A brief lesson in sexual psychology

It had been five days now and Frankie was entirely soaked; he had lost his healthy glow, his lusty high colour; his wan cheeks were dimly phosphorescent; he looked like he’d walked out of the ocean wearing his business suit; when I tried locking him in the bathroom so he could dry out for a bit he was so legless he simply slipped out again from under the door like gelatinous zooplankton. One thing I will say about Frankie is that even when he has not slept for days he can still look remarkably clean, like a hairless cat. “Your father was such a charismatic bastard,” he said. “It would take a lot to kill him.
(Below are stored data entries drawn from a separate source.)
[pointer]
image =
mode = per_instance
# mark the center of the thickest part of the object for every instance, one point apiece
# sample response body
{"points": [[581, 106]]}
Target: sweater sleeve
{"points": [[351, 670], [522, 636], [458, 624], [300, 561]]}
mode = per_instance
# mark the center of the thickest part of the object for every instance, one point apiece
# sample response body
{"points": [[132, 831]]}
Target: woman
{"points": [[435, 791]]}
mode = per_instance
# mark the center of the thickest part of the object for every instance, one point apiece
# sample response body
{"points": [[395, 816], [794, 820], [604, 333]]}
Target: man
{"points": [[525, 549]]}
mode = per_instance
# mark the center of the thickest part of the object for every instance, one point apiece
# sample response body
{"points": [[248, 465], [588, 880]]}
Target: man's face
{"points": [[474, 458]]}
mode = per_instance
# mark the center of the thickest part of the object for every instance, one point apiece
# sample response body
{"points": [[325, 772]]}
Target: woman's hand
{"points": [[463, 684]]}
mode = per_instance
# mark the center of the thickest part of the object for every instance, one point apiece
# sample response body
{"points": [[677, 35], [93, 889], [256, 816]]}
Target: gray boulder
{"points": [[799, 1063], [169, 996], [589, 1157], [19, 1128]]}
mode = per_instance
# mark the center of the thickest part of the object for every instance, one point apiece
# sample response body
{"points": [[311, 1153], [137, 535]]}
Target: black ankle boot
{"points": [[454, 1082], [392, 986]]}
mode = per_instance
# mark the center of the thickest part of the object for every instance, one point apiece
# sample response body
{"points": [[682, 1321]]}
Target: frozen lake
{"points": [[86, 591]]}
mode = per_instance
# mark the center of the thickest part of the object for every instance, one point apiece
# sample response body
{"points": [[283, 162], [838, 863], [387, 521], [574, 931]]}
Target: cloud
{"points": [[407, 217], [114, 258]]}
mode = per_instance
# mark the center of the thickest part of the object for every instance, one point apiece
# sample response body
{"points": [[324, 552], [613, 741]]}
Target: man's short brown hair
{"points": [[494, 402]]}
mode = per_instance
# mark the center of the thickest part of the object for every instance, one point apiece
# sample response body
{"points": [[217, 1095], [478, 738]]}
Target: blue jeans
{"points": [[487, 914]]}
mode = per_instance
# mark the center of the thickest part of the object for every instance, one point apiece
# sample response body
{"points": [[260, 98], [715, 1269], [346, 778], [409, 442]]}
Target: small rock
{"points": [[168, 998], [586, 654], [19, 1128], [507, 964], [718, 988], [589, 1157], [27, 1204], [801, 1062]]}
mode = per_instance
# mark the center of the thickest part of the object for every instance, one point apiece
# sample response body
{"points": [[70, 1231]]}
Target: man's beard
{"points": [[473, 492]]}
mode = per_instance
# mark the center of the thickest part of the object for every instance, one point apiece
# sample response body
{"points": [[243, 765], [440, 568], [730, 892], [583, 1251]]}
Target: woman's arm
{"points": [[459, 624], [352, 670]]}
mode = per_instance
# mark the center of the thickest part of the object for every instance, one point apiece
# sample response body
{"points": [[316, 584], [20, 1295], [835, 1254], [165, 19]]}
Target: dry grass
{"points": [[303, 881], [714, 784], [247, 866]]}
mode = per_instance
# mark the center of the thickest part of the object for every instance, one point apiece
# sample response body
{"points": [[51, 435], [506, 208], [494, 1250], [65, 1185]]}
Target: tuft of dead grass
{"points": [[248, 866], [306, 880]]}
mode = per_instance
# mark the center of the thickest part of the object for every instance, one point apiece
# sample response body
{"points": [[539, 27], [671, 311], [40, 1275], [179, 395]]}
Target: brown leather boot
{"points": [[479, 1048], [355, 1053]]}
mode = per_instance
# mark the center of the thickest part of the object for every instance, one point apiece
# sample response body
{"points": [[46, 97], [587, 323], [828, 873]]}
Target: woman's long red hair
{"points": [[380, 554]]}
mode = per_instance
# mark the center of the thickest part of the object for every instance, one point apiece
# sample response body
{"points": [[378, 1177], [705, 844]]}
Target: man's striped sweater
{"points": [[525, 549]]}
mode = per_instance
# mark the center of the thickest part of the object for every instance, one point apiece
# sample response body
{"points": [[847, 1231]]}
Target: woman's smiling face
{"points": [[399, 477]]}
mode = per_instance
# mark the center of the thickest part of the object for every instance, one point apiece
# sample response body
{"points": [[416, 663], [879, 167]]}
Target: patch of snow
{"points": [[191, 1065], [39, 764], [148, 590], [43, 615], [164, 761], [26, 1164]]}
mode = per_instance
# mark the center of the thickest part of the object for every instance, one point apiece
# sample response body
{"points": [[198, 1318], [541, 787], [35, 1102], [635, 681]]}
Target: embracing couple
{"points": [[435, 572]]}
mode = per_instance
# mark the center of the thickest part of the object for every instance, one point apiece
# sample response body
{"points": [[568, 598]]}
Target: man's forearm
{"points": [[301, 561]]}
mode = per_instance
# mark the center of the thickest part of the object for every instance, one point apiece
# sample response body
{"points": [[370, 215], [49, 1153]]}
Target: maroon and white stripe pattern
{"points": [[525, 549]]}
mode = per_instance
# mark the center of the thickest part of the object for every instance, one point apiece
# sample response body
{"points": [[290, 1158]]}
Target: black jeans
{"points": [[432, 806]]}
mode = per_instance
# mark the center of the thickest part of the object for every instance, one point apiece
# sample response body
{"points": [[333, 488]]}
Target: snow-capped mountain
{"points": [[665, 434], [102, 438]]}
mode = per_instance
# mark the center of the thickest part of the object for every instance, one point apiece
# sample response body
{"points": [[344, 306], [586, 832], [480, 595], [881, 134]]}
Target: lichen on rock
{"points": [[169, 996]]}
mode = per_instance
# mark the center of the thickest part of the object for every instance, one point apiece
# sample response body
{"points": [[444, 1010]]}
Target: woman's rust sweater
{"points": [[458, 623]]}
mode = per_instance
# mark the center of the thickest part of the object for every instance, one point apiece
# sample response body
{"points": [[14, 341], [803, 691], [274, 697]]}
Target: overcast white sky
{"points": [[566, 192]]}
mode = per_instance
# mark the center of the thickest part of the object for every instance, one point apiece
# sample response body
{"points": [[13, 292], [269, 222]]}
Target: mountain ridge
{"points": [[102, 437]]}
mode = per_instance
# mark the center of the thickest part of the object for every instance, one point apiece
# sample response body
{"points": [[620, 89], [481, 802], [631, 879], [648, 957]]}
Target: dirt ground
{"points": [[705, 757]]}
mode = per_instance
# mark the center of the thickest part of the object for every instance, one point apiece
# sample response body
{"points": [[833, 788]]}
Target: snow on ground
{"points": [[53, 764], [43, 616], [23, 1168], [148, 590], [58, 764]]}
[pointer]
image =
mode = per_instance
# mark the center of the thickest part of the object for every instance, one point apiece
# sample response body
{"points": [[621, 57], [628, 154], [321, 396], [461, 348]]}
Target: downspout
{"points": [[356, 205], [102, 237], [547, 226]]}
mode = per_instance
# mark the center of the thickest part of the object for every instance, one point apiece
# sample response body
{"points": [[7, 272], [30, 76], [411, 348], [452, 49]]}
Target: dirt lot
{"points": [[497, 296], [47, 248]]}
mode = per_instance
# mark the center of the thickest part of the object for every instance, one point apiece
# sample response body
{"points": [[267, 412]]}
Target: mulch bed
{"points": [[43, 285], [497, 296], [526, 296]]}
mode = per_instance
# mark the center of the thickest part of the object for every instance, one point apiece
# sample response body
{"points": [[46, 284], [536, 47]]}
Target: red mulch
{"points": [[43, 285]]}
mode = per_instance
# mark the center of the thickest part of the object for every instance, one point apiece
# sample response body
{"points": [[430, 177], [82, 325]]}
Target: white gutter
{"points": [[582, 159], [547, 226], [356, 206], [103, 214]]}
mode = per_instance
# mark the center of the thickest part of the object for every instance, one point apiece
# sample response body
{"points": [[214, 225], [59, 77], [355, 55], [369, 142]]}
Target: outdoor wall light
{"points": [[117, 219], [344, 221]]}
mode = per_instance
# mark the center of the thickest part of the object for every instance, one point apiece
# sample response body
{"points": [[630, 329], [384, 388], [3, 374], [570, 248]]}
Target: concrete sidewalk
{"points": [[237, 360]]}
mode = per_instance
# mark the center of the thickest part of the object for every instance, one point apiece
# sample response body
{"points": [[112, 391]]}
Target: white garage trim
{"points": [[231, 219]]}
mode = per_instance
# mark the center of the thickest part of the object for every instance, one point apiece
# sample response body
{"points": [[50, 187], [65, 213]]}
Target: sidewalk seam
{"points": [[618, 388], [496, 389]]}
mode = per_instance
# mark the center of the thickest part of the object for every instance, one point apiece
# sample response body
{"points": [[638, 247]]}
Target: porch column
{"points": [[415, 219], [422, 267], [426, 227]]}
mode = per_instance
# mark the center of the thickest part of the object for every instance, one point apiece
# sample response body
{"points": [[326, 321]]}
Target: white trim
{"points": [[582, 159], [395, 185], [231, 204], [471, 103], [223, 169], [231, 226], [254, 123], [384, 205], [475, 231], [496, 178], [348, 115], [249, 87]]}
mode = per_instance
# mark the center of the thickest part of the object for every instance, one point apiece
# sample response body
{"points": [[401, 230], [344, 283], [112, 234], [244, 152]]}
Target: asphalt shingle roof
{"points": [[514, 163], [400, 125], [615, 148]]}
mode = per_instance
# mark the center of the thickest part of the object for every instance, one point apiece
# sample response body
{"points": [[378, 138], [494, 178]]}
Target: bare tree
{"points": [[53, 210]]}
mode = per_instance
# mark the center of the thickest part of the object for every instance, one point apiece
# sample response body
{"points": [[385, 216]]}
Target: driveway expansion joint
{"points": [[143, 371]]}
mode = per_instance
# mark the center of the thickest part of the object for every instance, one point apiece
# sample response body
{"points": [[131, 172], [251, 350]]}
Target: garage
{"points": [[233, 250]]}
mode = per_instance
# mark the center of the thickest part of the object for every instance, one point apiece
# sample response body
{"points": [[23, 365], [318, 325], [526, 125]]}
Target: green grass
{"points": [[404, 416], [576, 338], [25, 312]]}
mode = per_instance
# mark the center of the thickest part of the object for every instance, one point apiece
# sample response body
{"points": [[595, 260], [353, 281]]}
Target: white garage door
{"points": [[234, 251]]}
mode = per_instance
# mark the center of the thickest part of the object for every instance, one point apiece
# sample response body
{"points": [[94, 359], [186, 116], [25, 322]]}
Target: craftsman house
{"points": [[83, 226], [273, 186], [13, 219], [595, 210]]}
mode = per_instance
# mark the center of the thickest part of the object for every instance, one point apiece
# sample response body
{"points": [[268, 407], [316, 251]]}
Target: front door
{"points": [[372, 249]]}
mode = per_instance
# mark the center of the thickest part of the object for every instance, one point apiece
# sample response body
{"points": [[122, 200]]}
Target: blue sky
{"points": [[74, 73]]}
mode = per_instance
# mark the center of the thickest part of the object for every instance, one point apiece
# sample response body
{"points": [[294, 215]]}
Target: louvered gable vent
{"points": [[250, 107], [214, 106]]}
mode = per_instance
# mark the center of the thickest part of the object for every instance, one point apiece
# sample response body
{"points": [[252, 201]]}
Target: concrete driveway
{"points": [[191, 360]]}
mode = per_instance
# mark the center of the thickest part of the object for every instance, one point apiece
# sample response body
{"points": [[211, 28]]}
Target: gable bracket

Sometimes I think I can still feel him near. He really was larger than life…”

“That’s for sure,” said I.

“I never had a father,” he said. He was staring at his plate, and his eyes were twice as large as the poached eggs, as though he expected to be able to absorb the nutrients by thought waves.

“Oh, everybody has a father,” said I, with conventional wisdom. “Even if you think you don’t, some Freudian somewhere will some day succeed in nutting him out. Would you like me to cut your toast into fingers for you?”

But Frankie was trembling so much he could barely control his own fingers and kept dropping his cigarette onto the table-top. It was mainly to cheer Frankie up that I decided we should hold a funeral party.